IE10

Look, you either hate IE or you don’t. But site for site, IE10 held up against any other mobile browser I would use. It did everything HTML5 and CSS3 told it to do, at least for what I threw at it, and sites rendered fine and quickly.

Data Sense is a big plus here. It’s a compression mode that reduces data consumption where possible, mostly around images. It also tracks your data usage. Since I have unlimited data – yeah, I’m one of the lucky ones, for now – this isn’t that big a deal to me, but I know I will need this down the road.

Personally, I think data limits will eventually do more harm than good to the mobile industry, resulting in a choke on innovation as customers become hesitant to use mobile bandwidth up to a certain point. So gains on this front are particularly important.

Camera

Yes, most camera plusses and minuses will be determined by the hardware. The camera I used in the HTC Windows Phone 8X is a standard camera, certainly not as good as the iPhone cameras, but definitely on par with the rest of the best, including the Droid DNA and Motorola Razr M.

Touching the screen not only focuses the camera on an object, but automatically takes a picture. Lenses are also a look at where mobile camera tech is heading, allowing you to scan for text, barcodes, QR codes, etc. I’ve been depositing checks with my mobile phone camera for months now, and there are all kinds of applications for this technology that are right around the corner.

Devs, get on it.

XBox Integration

If there’s one vertical where Microsoft dominates, it’s gaming, and where the XBox is Microsoft’s entry into the living room, Windows Phone 8 is its Vita/DS.

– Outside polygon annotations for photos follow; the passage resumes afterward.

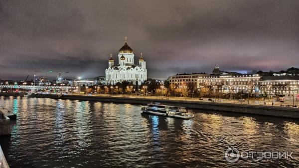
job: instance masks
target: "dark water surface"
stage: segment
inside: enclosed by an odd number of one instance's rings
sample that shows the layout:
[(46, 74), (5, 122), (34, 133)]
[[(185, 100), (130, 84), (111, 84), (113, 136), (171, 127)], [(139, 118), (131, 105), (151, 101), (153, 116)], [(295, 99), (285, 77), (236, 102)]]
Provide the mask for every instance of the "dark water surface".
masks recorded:
[[(190, 120), (141, 114), (140, 105), (0, 97), (17, 116), (0, 138), (10, 168), (299, 167), (299, 121), (194, 110)], [(228, 148), (294, 151), (294, 159), (240, 160)]]

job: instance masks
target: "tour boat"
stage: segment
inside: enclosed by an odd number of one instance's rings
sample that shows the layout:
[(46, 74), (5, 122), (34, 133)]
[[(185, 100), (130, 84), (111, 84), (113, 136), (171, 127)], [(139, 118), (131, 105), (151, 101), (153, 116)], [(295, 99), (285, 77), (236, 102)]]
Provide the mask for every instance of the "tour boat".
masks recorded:
[(167, 106), (157, 103), (148, 104), (147, 106), (142, 107), (141, 110), (144, 113), (185, 120), (194, 117), (194, 115), (190, 113), (189, 111), (187, 111), (185, 107)]

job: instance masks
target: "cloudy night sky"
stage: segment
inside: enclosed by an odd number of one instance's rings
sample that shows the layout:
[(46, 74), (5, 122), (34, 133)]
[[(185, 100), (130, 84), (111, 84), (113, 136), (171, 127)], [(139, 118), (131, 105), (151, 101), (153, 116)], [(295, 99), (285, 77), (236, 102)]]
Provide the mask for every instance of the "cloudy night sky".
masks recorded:
[(299, 67), (299, 0), (0, 0), (0, 79), (104, 76), (125, 36), (150, 78)]

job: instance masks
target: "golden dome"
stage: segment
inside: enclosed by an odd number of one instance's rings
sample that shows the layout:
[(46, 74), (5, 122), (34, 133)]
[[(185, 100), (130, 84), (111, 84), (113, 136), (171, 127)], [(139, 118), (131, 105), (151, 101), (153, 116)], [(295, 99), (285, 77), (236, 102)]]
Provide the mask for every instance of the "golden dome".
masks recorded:
[(110, 54), (110, 58), (109, 58), (109, 62), (114, 62), (114, 59), (112, 58), (112, 54)]
[(126, 58), (125, 58), (125, 57), (124, 56), (124, 55), (122, 55), (121, 58), (120, 58), (120, 60), (126, 60)]
[(140, 58), (139, 58), (139, 61), (143, 61), (144, 60), (142, 57), (142, 52), (140, 53)]
[(125, 45), (120, 49), (120, 53), (133, 53), (133, 50), (127, 43), (127, 37), (125, 37)]

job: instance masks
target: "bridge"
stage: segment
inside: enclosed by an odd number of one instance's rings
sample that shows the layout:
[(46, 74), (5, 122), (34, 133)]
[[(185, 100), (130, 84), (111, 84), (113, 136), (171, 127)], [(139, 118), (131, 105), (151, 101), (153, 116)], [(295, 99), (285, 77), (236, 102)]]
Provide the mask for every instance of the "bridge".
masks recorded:
[(34, 86), (34, 85), (0, 85), (0, 90), (2, 88), (11, 88), (11, 89), (23, 89), (31, 90), (32, 92), (34, 92), (36, 90), (40, 89), (60, 89), (68, 91), (69, 89), (75, 89), (76, 87), (74, 86), (53, 86), (53, 85), (45, 85), (45, 86)]

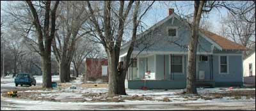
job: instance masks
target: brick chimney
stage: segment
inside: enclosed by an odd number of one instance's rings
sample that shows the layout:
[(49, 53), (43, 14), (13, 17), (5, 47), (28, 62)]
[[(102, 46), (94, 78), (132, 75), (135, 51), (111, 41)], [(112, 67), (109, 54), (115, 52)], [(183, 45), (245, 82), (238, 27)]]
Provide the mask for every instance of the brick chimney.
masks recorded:
[(168, 9), (168, 16), (171, 15), (173, 13), (174, 13), (174, 8), (169, 8)]

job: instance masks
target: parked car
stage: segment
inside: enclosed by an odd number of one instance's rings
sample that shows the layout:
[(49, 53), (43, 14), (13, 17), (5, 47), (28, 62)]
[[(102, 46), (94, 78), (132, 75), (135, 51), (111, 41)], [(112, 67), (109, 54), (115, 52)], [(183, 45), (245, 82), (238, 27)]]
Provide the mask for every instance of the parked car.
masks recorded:
[(32, 74), (26, 73), (21, 73), (17, 75), (14, 82), (16, 87), (19, 84), (20, 86), (22, 86), (22, 85), (29, 85), (31, 86), (32, 85), (36, 85), (36, 81)]

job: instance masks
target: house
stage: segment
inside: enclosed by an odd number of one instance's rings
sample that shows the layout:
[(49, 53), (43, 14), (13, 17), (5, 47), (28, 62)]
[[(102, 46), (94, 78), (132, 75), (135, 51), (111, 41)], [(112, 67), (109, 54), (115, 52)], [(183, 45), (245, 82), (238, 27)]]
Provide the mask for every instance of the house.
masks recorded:
[(85, 80), (101, 79), (103, 82), (108, 82), (108, 59), (86, 58), (85, 62)]
[(244, 83), (255, 84), (255, 51), (244, 58), (243, 70)]
[[(186, 88), (190, 31), (188, 22), (173, 9), (168, 11), (168, 17), (138, 36), (125, 78), (126, 88)], [(120, 61), (125, 59), (130, 43), (122, 45)], [(200, 29), (196, 85), (242, 85), (244, 50), (246, 47), (224, 37)]]

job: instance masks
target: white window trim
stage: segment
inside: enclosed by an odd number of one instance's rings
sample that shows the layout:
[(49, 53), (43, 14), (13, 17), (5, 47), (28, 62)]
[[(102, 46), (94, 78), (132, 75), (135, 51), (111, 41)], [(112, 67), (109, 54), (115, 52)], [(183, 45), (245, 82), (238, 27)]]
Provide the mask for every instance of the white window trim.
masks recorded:
[[(202, 60), (202, 57), (201, 57), (202, 56), (207, 56), (207, 61), (201, 61)], [(209, 61), (209, 56), (207, 55), (200, 55), (200, 56), (199, 56), (199, 61), (200, 62), (205, 62), (205, 63), (208, 62)]]
[[(220, 71), (220, 57), (221, 56), (226, 56), (227, 57), (227, 73), (221, 73)], [(228, 56), (219, 56), (219, 73), (220, 74), (229, 74), (229, 62), (228, 62)]]
[[(175, 30), (176, 30), (176, 36), (169, 36), (169, 29), (175, 29)], [(179, 36), (178, 27), (176, 27), (176, 26), (169, 26), (169, 27), (167, 27), (166, 32), (167, 32), (167, 36), (168, 37), (177, 38)]]
[[(182, 56), (182, 73), (173, 73), (174, 74), (177, 75), (184, 75), (184, 55), (173, 55), (173, 56)], [(171, 54), (169, 54), (169, 75), (172, 74), (172, 58)]]

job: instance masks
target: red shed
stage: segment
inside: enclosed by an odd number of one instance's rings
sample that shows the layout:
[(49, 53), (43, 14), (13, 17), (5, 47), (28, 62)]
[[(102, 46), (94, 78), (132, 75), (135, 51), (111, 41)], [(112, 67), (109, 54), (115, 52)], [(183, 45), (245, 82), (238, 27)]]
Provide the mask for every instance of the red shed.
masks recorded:
[(102, 79), (108, 82), (108, 59), (86, 58), (86, 80), (95, 81)]

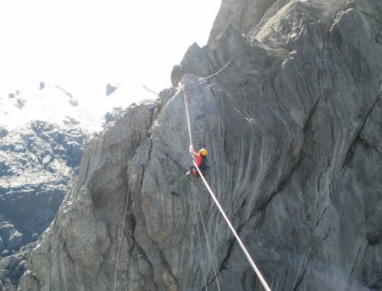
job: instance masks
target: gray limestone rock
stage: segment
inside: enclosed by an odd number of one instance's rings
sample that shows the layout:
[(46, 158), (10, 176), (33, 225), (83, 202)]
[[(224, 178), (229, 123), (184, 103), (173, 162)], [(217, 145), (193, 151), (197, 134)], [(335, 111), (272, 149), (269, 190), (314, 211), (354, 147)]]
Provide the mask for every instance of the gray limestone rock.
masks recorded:
[[(7, 290), (15, 290), (26, 271), (30, 246), (23, 246), (50, 224), (71, 188), (89, 140), (79, 127), (41, 121), (6, 130), (0, 138), (0, 269), (7, 271), (4, 278), (11, 276), (7, 288), (13, 285)], [(15, 257), (18, 264), (12, 263)]]
[(85, 153), (19, 290), (201, 290), (203, 273), (209, 290), (264, 290), (203, 184), (170, 194), (190, 165), (185, 99), (207, 181), (273, 290), (381, 290), (382, 2), (224, 0), (214, 27), (179, 87)]

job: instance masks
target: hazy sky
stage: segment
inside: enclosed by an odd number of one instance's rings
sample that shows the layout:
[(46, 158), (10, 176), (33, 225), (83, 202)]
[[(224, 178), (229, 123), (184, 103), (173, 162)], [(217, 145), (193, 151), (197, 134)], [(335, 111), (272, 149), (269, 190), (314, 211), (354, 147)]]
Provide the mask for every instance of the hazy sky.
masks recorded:
[(104, 93), (109, 82), (159, 91), (187, 48), (206, 44), (220, 3), (1, 0), (0, 94), (40, 81), (77, 95)]

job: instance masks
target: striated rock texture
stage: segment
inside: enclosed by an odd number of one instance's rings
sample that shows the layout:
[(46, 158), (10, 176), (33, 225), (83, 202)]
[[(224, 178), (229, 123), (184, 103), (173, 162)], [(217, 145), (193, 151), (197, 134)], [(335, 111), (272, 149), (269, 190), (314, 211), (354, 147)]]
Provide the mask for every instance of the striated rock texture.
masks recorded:
[[(188, 92), (193, 143), (209, 150), (207, 180), (271, 289), (382, 288), (382, 2), (227, 0), (212, 32), (172, 88), (127, 109), (86, 151), (19, 290), (113, 290), (121, 237), (116, 290), (204, 290), (192, 192), (170, 194), (190, 164), (176, 86), (229, 60)], [(196, 187), (221, 290), (262, 290)]]
[[(71, 188), (88, 138), (78, 127), (41, 121), (11, 131), (0, 129), (0, 280), (4, 290), (17, 287), (26, 271), (29, 243), (50, 224)], [(9, 282), (16, 287), (12, 289)]]

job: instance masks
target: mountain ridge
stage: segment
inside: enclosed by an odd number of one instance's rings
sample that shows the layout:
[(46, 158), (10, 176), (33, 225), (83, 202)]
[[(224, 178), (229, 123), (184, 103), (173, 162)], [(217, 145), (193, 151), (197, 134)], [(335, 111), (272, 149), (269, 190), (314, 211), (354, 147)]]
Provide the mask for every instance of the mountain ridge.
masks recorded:
[[(247, 23), (243, 10), (261, 4), (221, 7)], [(188, 93), (193, 143), (208, 149), (208, 182), (271, 289), (382, 287), (382, 4), (339, 4), (273, 1), (249, 13), (250, 29), (228, 19), (210, 46), (191, 46), (173, 87), (128, 108), (86, 152), (19, 290), (205, 288), (207, 242), (191, 188), (170, 194), (190, 165), (177, 85), (230, 60)], [(222, 290), (263, 290), (204, 185), (196, 187), (219, 269), (218, 279), (204, 261), (208, 287), (220, 280)]]

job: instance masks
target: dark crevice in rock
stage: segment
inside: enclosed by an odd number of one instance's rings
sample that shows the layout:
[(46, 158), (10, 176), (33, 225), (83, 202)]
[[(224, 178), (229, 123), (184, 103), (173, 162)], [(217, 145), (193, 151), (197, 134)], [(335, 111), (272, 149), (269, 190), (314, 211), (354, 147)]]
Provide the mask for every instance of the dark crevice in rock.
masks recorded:
[(306, 272), (306, 269), (308, 269), (308, 260), (306, 262), (306, 264), (305, 265), (303, 270), (300, 276), (300, 278), (296, 283), (296, 287), (294, 287), (294, 288), (292, 289), (292, 291), (297, 291), (299, 286), (301, 283), (303, 279), (305, 278), (305, 273)]
[(352, 276), (354, 271), (355, 270), (355, 268), (357, 267), (357, 264), (358, 263), (358, 261), (360, 259), (360, 255), (361, 254), (361, 251), (362, 249), (364, 249), (364, 252), (366, 251), (366, 248), (364, 248), (364, 241), (362, 241), (362, 243), (361, 243), (361, 245), (360, 245), (360, 248), (358, 249), (358, 251), (357, 252), (357, 255), (355, 256), (355, 260), (354, 262), (354, 264), (353, 264), (353, 268), (350, 271), (350, 273), (349, 273), (349, 287), (348, 289), (348, 291), (350, 291), (352, 289)]

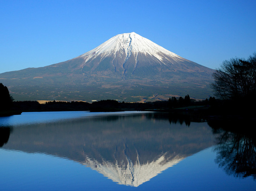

Windows Phone 8 is tied tightly into the XBox architecture. You can play your XBox Live games, control your XBox via Smartglass, play your music, stream all Xbox music, and so on.

However, there currently aren’t any downloadable video options for Windows Phone 8 via XBox Live, but I expect those are coming.

Sync with Windows 8

So I have an Android now and, after years and years with a Windows laptop, my main laptop is a Mac. Is it difficult to sync up my Android to my Mac? No, thanks to Gmail and the cloud. However, the integration between Windows 8 and Windows Phone 8 is a different and deeper kind of integration. I start a doc in Windows 8, I pick it right up in Windows 8 mobile. It’s seamless, where the up-to-the-cloud then down-to-the-device Android integration is a little bit more muddled.

It’s definitely more like iOS to Mac, which is one of the better things about having an iPhone. Is this a huge win for Microsoft over Android? Ehh… probably not, but since so many people are still on Windows, this could help tip the balance in Microsoft’s favor.

Office provides the same kind of seamless integration, but again Google Docs has advanced quite a bit over the last couple years and it comes down to syncing device to device vs. working in the cloud on Drive. All in all, I’d call integration a wash — an area where Windows Phone 8 has caught up, but not broken through.

Things That Aren’t There Yet

I’ll only touch briefly on these because they’re common knowledge.

Apps

The Windows store has gotten much better, but as I found in the HTC 8X review, it’s still hit and miss on the popular apps. Facebook, Twitter, all of that, absolutely. But I couldn’t get HootSuite, Instagram, Runkeeper, Google+, Spotify, or a free Angry Birds. Further, some apps, like YouTube, are just pointers to the mobile sites.

But we all know this is chicken and egg. Before developers start rushing in to create great Windows Phone apps, they have to see Windows phone usage picking up.

Maps

Nitpicking. Windows Phone 8 doesn’t come with turn-by-turn navigation. You can solve this with third party but it seems like this should have happened.

Wallet

More nitpicking. This one isn’t Windows’ fault. Wallet is functionality that’s almost there, but not quite. The smartphone became the smartphone when I could ditch my PDA, which was exactly why I loved the Windows Mobile powered i-760 in the first place. Camera and GPS had been around for a while but only became real when you could ditch those devices as well. I will love wallet when I can leave my wallet at home. However, this time it’s the process that needs to catch up to technology, and not the other way around.

Overall

Windows Phone 8 is a competitive entry into the mobile universe, the first we’ve seen since Android. And as a Windows mobile early adopter through Android, and a Windows user through 2011, I’m excited that there’s an alternative – the world needs more than two mobile OSes.

My fear is that it may be too late, culturally speaking. Also, devs need a reason to adopt a third OS. They must develop for either iOS or Android, and likely both, just based on market share. But if anyone can get them to take on a third code base, it’s Microsoft, much more so than even Blackberry at this point.

It remains to be seen. I’d use Windows Phone 8, especially with killer devices like the 8X and the Nokia Lumia 920. The only thing that can stop them is if it is truly now just a two-player game.